One of the more dominant features of Berlin’s central skyline is a row of apartment towers running along the southern side of Leipziger Straße. The apartment towers, along with buildings running on the northern side of the street, were built as an ensemble by the DDR between 1969 and 1982 and are referred to as the Leipziger Straße Complex.
Leipziger Straße was at the time, and remains today, an important and busy thoroughfare through downtown Berlin. DDR urban planners decided that they would create a new urban neighborhood that reflected socialist - rather than capitalist - values. The project would feature mixed-use facilities and more modern (socialist) architecture.

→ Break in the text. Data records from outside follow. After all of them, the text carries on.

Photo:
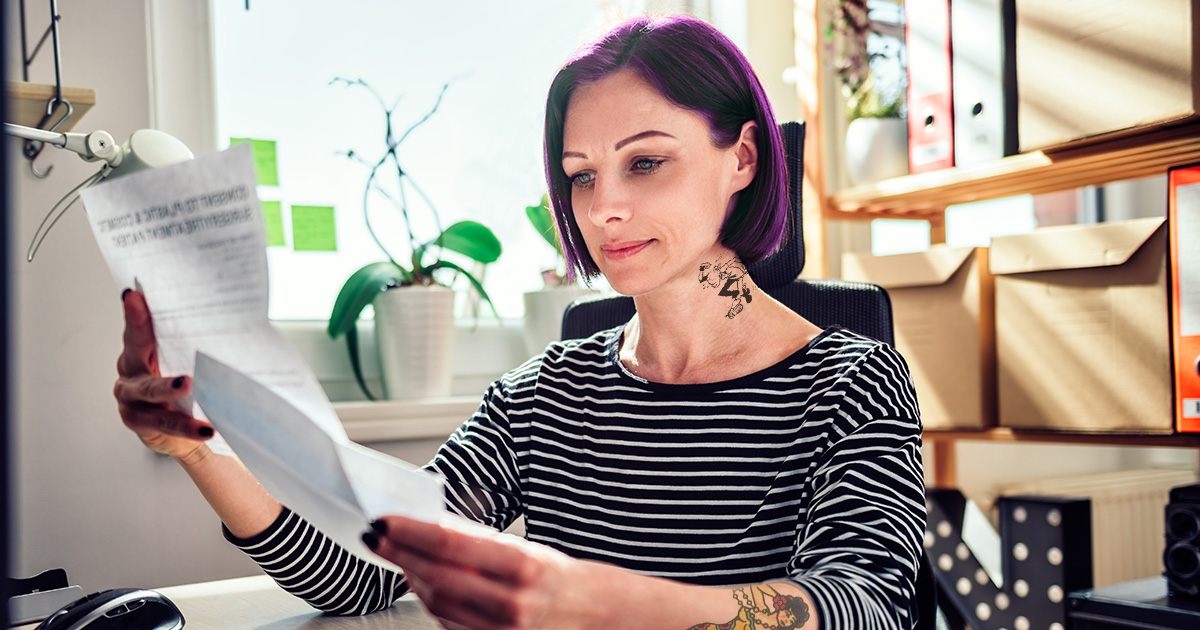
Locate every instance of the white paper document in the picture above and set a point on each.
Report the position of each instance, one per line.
(191, 237)
(336, 485)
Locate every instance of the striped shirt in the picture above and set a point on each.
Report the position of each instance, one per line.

Construction was begun in 1969 with the demolition of all the remaining pre-war buildings in the neighborhood. Over the next 13 years, a series of apartment towers were built on both the north and south sides of Leipziger Straße. The towers on the south side of the street are all much taller than those on the north side, but most of the buildings were made with space on the bottom two floors for stores, resaurants, and cultural centers.
Due to the close proximity to the wall and the anti-communist Axel Springer newspaper headquarters just on the other side, some people think that the towers were meant as architectural propaganda, the idea being “see all the nice things that socialism can build?” However, there’s no strong evidence that this was the case.
Nonetheless, the Leipziger Straße Complex clearly was important for DDR authorities: they put it on a stamp in 1979.
The apartment towers immediately became a very desirable place to live, both for DDR citizens and for foreigners. In particular western diplomats and journalists often rented flats in the apartment towers due to their proximity to the DDR’s governmental and press agencies. This meant, of course, that the apartments were heavily watched by the East German secret police, the Stasi.
After reunification in 1990, the buildings were gradually renovated and updated. Some of the towers, particularly those on the northern side of Leipziger Straße, received completely new (and in my opinion, ugly) facades.
Interestingly, the apartment towers themselves have remained highly desirable. There aren’t that many tall apartment buildings in Berlin, let alone so close to the city center. The apartments have become yet another symbol of Berlin’s continuing struggle with gentrification and the overall lack of suitable housing.